Un passo.
Un altro.
Ancora uno.
Costavano una fatica tremenda ma andavano fatti.
I tendini protestavano, le ossa scricchiolavano e i muscoli dolevano ma non ci si poteva fermare.
Il cuore pulsava, i polmoni annaspavano ma fermarsi non era un’opzione.
Le palpebre si abbassavano, la bocca rantolava ma la testa continuava a gridare ‘Non esiste resa’.
Lentamente il suolo cambiava.
Lentamente il paesaggio mutava.
Dove prima c’era solo neve e gelo ora si intravedevano dei bucaneve.
Dove prima c’erano solo nubi nere ora se ne intravedevano di bianche.
Il corpo prese forza.
Le ossa smisero di scricchiolare, i tendini smisero di protestare e i muscoli non dolevano più.
Le palpebre restavano aperte, il respiro si fece regolare e il cuore trovò il suo ritmo.
La testa cambiò messaggio ‘Non c’è bisogno di resa’ ripeteva ora.
Il passo accelerò.
Erba novella sotto i piedi, aria tiepida sulla pelle.
La testa smise di parlare, ora era il corpo a tirare, fremendo, vibrando di energia nuova.

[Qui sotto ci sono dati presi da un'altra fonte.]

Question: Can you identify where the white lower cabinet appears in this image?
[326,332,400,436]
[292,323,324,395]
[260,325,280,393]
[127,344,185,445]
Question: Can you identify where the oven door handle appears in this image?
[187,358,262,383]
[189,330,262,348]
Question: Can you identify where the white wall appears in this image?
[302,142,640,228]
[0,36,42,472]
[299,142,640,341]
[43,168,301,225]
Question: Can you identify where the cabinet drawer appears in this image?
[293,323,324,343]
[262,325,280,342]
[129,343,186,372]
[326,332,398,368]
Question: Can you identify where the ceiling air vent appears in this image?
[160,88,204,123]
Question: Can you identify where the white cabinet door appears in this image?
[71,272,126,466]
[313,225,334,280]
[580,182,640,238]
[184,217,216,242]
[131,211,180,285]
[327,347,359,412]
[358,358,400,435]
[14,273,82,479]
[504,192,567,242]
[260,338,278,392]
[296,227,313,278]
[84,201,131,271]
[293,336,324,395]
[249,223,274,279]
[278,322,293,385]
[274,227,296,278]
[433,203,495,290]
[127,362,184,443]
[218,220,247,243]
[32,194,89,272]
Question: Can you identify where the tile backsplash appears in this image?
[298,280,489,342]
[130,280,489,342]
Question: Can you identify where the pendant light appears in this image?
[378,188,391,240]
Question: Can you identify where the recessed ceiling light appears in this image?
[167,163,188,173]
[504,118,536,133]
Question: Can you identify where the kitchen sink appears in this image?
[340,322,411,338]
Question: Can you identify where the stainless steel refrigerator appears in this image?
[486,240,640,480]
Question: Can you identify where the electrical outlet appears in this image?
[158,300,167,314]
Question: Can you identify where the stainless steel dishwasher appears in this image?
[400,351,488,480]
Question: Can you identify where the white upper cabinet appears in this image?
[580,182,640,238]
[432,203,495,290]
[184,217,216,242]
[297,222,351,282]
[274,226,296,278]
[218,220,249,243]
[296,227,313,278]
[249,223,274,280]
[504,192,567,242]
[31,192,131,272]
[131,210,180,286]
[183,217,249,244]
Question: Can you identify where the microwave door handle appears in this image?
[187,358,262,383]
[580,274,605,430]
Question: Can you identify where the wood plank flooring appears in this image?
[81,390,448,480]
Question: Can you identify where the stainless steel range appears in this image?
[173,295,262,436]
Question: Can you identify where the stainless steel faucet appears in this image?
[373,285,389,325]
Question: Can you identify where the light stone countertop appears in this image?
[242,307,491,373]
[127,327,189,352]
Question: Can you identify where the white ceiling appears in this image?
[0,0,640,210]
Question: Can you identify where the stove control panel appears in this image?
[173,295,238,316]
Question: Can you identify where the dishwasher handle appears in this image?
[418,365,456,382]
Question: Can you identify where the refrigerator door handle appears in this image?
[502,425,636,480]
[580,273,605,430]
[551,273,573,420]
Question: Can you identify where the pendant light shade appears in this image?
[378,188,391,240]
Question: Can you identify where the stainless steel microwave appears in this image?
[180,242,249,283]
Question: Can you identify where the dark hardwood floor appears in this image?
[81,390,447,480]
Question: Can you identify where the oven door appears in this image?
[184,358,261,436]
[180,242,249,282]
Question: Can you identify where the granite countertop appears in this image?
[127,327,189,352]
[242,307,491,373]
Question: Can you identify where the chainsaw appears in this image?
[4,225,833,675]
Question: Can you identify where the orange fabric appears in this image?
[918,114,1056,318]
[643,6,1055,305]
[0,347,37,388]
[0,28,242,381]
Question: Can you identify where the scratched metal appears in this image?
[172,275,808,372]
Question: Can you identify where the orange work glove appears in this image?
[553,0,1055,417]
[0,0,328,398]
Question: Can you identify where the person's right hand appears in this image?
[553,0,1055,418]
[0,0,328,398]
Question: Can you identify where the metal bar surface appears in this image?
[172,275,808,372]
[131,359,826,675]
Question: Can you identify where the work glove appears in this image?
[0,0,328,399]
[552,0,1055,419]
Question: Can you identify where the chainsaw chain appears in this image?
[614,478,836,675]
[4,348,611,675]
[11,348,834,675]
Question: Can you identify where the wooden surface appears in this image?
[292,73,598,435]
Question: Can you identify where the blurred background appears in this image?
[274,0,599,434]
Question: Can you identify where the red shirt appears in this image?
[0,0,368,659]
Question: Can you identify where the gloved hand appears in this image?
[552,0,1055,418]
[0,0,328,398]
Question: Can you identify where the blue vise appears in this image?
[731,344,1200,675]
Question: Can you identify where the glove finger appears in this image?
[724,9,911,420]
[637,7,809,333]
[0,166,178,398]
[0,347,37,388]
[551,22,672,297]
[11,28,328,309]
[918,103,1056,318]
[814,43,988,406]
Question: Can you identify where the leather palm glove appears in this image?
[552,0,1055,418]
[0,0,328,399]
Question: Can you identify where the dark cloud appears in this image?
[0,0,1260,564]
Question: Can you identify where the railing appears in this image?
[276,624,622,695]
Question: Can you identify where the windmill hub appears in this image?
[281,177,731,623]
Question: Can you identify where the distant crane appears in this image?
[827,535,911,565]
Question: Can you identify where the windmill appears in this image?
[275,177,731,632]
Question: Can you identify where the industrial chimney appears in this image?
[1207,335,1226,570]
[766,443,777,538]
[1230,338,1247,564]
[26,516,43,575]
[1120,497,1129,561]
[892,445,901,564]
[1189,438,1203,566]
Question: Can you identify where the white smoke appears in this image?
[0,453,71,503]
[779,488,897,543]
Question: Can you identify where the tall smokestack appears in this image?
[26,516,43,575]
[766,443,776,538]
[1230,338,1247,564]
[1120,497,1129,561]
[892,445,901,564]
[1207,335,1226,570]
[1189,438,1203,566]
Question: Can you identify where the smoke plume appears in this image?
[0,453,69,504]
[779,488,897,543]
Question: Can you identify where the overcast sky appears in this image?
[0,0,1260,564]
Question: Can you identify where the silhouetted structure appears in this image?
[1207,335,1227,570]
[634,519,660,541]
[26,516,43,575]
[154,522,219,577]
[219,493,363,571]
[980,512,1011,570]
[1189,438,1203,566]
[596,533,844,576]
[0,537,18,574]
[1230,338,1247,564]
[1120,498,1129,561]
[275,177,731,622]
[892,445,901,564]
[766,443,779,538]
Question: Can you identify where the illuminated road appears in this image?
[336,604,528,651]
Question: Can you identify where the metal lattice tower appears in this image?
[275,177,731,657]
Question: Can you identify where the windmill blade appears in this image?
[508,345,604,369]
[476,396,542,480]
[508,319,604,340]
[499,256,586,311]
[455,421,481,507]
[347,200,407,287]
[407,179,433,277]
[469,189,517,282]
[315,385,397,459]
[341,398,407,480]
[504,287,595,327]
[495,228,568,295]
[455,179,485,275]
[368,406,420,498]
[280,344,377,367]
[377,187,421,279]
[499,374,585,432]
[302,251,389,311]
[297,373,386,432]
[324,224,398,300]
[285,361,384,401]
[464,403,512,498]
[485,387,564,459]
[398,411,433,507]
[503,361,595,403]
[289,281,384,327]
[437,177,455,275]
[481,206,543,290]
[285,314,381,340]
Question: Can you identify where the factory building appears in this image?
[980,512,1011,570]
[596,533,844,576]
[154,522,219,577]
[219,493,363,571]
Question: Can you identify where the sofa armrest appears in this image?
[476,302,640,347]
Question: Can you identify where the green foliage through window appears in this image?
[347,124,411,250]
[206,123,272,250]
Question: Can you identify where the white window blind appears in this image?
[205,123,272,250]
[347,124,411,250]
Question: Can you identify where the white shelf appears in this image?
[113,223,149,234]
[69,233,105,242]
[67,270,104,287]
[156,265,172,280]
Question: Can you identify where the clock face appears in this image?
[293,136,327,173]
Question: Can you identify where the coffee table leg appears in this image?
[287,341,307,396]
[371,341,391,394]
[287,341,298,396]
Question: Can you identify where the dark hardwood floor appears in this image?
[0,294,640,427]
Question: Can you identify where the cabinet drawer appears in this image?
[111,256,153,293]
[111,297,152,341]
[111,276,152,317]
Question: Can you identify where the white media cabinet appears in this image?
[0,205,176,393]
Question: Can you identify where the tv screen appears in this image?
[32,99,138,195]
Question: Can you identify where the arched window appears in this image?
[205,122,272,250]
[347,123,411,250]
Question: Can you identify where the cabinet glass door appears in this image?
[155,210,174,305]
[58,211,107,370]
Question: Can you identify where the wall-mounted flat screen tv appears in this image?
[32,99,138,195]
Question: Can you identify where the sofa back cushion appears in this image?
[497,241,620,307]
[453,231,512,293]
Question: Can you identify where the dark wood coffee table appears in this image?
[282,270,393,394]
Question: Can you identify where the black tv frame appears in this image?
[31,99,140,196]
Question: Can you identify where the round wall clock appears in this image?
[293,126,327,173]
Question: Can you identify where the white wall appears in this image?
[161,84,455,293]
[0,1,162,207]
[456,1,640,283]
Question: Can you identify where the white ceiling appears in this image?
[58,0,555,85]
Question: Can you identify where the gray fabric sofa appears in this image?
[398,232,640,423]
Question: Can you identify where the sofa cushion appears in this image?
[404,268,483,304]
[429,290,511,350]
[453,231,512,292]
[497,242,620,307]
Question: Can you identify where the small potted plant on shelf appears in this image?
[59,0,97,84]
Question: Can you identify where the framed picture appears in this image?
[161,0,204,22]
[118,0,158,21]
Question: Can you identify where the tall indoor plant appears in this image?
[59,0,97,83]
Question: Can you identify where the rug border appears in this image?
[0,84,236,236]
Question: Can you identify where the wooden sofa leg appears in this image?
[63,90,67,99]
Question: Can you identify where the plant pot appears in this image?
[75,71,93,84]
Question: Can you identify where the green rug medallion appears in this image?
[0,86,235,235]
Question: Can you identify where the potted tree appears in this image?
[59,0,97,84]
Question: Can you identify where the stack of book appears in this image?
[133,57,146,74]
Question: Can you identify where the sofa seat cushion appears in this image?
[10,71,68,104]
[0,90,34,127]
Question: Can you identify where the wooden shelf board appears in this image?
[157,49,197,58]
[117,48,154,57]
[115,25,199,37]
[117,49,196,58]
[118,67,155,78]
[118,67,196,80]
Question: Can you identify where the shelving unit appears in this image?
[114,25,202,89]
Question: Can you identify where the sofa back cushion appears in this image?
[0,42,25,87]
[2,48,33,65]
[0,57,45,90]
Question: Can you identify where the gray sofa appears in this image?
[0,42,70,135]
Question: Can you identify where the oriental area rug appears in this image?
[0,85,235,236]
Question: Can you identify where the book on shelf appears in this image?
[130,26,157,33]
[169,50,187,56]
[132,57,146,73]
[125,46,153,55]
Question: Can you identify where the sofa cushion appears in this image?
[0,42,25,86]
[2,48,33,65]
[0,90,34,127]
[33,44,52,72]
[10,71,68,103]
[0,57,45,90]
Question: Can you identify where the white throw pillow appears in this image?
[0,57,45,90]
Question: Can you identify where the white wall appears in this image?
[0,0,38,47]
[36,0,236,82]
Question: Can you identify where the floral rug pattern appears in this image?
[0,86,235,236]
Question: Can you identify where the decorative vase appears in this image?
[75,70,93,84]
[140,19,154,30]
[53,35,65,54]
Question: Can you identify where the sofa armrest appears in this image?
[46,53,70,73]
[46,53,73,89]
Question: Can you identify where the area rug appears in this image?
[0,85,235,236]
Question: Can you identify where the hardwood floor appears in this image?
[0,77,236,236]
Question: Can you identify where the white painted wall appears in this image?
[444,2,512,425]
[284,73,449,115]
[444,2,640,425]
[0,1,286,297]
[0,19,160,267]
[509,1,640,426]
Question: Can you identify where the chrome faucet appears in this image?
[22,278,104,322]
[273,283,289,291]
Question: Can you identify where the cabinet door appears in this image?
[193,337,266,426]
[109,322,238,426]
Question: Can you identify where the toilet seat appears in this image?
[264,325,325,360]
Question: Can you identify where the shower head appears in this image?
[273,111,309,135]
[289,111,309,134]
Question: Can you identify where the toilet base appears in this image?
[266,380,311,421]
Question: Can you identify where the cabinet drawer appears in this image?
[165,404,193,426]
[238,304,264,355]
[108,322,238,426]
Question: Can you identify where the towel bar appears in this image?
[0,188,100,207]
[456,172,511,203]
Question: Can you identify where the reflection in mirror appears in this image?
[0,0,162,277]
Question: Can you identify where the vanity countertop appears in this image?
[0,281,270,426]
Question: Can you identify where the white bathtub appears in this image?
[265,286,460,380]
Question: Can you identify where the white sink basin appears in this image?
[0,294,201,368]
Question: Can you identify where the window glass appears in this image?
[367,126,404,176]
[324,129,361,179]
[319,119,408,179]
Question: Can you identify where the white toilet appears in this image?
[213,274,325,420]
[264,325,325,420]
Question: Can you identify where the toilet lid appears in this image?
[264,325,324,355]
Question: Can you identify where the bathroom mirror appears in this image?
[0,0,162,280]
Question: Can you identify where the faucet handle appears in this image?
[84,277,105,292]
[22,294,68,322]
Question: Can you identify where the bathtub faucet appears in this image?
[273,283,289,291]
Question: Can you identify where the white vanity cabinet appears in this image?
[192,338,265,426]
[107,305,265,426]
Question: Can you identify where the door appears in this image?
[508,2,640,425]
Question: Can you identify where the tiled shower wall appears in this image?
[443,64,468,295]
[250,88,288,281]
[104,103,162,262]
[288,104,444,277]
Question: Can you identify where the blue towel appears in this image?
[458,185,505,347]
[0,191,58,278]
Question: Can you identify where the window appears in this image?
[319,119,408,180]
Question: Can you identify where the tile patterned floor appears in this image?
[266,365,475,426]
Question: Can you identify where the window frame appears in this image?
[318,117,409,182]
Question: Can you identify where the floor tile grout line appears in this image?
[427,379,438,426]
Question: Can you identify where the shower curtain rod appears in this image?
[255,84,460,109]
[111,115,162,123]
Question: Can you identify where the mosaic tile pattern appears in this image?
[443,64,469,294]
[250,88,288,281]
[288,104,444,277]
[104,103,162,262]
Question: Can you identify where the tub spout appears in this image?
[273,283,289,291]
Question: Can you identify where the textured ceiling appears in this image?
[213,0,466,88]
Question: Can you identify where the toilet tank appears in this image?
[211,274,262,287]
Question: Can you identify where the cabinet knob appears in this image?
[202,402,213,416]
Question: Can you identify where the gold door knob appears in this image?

Cresceva in potenza, sembrava dover esplodere.
Il passo divenne corsa.
L’energia si fece incontenibile ed egli saltò.
Il primo fu un salto incerto, immaturo che lo riportò al suolo.
Il secondo era deciso, potente ma impreciso, atterrò violentemente.
Il terzo fu magnifico, curato in ogni suo dettaglio, si sollevò come fosse privo di peso, si levò sopra le fronde degli alberi e sbucò oltre le nuvole, là dove il Sole non muore mai.